The Food and Drug Administration evaluates new drugs entering the market. It will also evaluate new uses of medicines already approved.
But that doesn’t mean doctors can’t--and won’t--prescribe medicines for reasons that do not yet have FDA approval.
Take the diabetes medicine glucophage: it is also frequently used to treat the condition called polycystic ovary disease.
But it’s not indicated for that reason.
Like this, 21 percent of all prescriptions are dispensed for reasons that are not FDA approved. In most cases, 3 out of every 4, there is little or no scientific support for those indications.
That’s the finding of the latest research in the archives of internal medicine looking at so called off-label use of drugs.
Dr. Len Horovitz, a pulmonologist at Lenox Hill Hospital, says, “Many practicing physicians will take a drug that is used for something related for instance asthma and use that drug for COPD which is chronic obstructive pulmonary disease which has some of the same symptoms. In that instance it’s a logical extension of how you would treat a lung condition and it makes sense, it just has to be looked at in a more scientific fashion to see if is an effective treatment.”
Those who support off-label use--and there are many--will say it opens doors to new treatments.
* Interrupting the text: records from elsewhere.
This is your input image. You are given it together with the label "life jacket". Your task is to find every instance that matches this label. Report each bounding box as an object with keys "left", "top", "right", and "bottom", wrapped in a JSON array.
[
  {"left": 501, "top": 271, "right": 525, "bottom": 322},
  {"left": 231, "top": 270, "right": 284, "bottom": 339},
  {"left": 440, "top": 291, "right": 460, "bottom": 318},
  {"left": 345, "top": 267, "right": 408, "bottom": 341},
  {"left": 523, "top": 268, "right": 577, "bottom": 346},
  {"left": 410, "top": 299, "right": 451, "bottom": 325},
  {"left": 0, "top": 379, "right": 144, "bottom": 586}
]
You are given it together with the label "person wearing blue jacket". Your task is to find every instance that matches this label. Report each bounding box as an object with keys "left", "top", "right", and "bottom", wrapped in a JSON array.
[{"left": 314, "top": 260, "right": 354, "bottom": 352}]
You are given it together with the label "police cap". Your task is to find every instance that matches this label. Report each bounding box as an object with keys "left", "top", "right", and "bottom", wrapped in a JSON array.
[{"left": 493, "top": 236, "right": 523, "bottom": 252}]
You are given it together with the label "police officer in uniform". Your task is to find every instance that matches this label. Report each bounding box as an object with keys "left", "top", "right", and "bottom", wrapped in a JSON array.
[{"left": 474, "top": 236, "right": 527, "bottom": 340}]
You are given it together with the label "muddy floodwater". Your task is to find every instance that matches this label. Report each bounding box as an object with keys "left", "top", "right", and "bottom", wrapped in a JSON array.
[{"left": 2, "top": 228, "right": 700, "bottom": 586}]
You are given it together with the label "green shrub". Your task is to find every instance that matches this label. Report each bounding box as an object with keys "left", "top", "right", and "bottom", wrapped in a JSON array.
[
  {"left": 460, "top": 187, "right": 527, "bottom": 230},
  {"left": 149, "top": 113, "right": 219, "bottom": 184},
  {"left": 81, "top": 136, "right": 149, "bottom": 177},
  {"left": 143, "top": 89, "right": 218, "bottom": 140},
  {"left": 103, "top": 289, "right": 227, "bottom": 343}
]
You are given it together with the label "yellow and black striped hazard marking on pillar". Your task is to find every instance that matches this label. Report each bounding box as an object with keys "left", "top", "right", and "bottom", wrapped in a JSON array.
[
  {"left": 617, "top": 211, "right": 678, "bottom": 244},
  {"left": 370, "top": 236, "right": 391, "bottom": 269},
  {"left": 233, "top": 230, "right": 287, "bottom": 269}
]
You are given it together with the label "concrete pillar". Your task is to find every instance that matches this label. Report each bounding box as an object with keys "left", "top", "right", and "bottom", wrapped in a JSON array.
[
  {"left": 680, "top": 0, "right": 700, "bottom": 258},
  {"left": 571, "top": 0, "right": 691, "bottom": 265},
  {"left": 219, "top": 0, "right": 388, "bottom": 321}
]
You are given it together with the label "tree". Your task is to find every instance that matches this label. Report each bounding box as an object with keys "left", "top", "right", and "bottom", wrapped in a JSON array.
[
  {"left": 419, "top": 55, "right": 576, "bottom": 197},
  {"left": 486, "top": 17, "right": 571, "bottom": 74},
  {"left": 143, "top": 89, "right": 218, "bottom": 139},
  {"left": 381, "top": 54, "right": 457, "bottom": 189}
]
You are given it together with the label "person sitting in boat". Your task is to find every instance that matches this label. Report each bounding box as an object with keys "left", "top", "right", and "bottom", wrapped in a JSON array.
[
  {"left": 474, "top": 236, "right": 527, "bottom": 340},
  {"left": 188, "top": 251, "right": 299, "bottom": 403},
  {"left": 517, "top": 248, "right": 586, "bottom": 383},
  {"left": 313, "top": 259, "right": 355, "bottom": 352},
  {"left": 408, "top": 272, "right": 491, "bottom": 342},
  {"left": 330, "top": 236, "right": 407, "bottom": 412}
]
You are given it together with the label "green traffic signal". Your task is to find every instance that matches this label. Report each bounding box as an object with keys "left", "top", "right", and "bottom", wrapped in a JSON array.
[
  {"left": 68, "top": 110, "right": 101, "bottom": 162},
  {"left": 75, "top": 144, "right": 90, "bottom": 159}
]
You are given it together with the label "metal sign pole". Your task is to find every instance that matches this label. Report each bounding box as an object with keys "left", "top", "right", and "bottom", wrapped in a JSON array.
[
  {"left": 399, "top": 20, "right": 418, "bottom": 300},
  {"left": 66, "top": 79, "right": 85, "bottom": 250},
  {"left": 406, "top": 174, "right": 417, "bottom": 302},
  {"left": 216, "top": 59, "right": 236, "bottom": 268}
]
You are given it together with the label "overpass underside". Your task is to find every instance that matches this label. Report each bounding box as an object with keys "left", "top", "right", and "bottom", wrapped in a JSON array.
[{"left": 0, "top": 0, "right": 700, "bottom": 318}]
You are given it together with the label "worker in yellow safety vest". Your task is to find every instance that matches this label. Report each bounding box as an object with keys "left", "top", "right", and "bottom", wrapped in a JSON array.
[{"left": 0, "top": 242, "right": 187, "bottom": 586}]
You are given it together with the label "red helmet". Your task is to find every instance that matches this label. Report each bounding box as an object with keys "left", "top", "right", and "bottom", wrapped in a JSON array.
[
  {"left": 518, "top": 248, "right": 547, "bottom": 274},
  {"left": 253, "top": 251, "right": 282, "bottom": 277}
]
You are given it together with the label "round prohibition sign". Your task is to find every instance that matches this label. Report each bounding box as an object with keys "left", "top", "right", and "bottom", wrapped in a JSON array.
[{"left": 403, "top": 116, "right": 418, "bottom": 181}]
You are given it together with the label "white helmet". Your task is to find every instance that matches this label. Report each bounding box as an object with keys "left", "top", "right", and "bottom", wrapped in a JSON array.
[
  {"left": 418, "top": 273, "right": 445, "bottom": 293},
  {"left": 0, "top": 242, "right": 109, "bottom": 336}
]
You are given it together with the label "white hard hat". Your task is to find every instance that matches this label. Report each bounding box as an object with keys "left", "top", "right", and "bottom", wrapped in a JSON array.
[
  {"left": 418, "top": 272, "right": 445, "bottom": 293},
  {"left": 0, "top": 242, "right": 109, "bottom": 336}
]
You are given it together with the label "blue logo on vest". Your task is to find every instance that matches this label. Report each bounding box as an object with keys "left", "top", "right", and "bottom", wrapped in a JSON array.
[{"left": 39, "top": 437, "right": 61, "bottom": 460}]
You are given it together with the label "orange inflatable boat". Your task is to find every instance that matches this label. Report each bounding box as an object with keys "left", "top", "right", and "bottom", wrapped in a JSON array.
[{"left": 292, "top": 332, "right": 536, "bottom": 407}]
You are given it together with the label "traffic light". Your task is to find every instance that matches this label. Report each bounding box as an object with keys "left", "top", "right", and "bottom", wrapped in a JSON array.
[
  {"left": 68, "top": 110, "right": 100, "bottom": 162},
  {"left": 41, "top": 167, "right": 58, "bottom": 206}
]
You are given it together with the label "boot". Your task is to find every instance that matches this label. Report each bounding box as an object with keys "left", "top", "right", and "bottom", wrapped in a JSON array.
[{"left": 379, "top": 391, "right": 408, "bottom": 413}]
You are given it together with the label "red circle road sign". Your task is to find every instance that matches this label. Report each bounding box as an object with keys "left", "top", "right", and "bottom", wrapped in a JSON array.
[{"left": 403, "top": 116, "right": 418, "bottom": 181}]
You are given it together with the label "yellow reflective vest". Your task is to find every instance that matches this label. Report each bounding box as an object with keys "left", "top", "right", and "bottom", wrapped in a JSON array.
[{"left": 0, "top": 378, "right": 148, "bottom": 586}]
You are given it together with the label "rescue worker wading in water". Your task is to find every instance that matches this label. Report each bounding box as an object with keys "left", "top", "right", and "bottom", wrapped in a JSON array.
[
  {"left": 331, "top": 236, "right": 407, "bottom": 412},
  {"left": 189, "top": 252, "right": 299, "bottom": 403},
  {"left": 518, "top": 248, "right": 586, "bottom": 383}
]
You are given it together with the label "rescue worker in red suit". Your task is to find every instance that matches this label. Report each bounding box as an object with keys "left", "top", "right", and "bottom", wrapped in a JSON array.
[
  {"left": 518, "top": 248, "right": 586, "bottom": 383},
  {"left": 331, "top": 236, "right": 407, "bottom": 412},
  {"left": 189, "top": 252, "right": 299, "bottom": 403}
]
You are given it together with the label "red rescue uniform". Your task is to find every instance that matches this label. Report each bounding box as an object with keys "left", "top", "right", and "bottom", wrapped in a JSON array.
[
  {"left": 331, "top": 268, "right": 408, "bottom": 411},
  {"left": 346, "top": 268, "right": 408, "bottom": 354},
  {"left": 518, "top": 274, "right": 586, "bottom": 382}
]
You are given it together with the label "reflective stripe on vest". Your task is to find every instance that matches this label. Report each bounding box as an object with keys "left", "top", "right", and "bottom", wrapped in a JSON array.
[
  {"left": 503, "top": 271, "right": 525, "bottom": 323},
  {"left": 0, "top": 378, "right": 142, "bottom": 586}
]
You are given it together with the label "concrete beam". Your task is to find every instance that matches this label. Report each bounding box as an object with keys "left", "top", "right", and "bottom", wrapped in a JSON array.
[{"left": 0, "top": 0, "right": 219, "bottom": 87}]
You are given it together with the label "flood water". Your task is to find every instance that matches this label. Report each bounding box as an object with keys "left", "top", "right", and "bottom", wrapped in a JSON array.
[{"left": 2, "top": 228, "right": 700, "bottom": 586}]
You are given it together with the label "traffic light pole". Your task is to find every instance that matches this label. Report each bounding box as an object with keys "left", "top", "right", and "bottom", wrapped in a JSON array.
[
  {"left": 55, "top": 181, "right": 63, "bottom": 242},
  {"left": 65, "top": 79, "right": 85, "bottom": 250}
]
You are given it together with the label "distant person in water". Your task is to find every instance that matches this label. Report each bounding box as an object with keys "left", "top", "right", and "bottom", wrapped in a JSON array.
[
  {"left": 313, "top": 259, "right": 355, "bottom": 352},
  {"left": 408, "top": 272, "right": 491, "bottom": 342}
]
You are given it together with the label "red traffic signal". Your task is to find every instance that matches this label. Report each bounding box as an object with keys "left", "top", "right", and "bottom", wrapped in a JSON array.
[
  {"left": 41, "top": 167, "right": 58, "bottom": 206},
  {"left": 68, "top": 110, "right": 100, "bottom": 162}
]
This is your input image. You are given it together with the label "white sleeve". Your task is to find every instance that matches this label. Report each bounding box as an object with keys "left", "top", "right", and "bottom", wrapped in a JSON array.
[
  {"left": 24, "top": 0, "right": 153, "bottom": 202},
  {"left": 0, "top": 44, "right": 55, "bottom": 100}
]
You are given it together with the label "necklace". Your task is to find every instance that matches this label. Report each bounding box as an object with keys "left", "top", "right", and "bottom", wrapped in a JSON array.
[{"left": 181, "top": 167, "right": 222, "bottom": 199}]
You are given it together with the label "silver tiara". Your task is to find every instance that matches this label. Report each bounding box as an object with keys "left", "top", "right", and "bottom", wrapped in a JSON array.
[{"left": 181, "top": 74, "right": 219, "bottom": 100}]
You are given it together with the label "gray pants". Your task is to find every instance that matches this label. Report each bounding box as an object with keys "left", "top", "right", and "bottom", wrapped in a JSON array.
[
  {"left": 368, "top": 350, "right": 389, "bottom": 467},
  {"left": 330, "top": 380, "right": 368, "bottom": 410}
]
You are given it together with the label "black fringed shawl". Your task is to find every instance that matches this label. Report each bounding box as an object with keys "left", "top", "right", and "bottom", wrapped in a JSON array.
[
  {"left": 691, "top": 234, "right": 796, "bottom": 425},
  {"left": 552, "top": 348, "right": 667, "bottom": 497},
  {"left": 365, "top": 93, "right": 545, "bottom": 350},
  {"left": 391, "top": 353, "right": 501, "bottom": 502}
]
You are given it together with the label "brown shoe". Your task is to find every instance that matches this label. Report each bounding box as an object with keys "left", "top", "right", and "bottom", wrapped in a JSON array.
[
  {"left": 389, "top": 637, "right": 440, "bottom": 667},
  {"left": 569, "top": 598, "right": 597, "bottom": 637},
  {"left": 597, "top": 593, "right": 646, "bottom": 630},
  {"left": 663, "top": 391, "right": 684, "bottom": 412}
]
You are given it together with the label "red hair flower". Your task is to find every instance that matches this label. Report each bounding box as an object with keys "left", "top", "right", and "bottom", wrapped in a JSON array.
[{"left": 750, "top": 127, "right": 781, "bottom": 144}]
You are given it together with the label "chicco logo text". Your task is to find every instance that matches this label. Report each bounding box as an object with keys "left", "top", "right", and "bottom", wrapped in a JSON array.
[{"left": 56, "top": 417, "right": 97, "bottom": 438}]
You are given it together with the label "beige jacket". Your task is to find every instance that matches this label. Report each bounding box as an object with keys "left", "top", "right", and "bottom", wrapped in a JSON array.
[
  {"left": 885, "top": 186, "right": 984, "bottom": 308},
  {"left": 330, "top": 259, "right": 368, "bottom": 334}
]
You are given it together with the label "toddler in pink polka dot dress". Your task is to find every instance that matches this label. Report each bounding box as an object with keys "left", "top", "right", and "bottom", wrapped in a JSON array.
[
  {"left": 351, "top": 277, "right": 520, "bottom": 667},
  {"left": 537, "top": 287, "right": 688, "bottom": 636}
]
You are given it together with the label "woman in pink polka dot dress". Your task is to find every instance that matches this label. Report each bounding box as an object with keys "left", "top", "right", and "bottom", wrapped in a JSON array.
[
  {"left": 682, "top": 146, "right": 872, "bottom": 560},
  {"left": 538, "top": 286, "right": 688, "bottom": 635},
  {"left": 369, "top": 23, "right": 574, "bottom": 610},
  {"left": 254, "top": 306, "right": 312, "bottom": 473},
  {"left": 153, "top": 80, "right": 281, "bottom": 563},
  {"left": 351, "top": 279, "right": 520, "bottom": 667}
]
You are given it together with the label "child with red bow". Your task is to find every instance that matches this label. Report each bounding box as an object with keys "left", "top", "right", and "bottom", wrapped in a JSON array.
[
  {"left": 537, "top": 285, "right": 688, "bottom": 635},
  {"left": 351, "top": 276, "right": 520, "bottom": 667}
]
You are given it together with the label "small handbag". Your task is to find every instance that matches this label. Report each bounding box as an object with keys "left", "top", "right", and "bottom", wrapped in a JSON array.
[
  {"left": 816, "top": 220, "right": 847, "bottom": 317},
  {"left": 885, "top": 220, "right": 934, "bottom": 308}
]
“In many situations some of the uses that have come about have been completely serendipitous, just totally luck. For instance we saw that telithromycin is effective in exacerbations of asthma. That was totally a surprise. And of course that would lead one to believe that perhaps there are other antibiotics that are already on the market that might have a use for asthma, and that’s the reason a physician might use an antibiotic other than telithromycin for asthma,” says Dr. Horovitz.
The study found the medication with the most frequent off-label use was neurontin, a neurologic drug prescribed for epilepsy and shingles. 80 percent of the off label use--often for other pain syndromes--was again, associated with little or no scientific evidence to support it.
Critics say off label uses could end up being dangerous because they are not scrutinized closely by any one governing body. They would argue that the evidence documenting the effectiveness of the off-label use in routine practice settings often falls short of what a drug manufacturer would need to provide to the FDA in order to get approval for that new indication.
Still, many doctors believe off label use is ok, it just needs better follow up and documentation.
“This is only dangerous if you are jeopardizing a patient’s safety. These kinds of situations should be monitored in clinical practice with clinical studies and reporting back to drug companies and federal bodies,” Dr. Horovitz believes.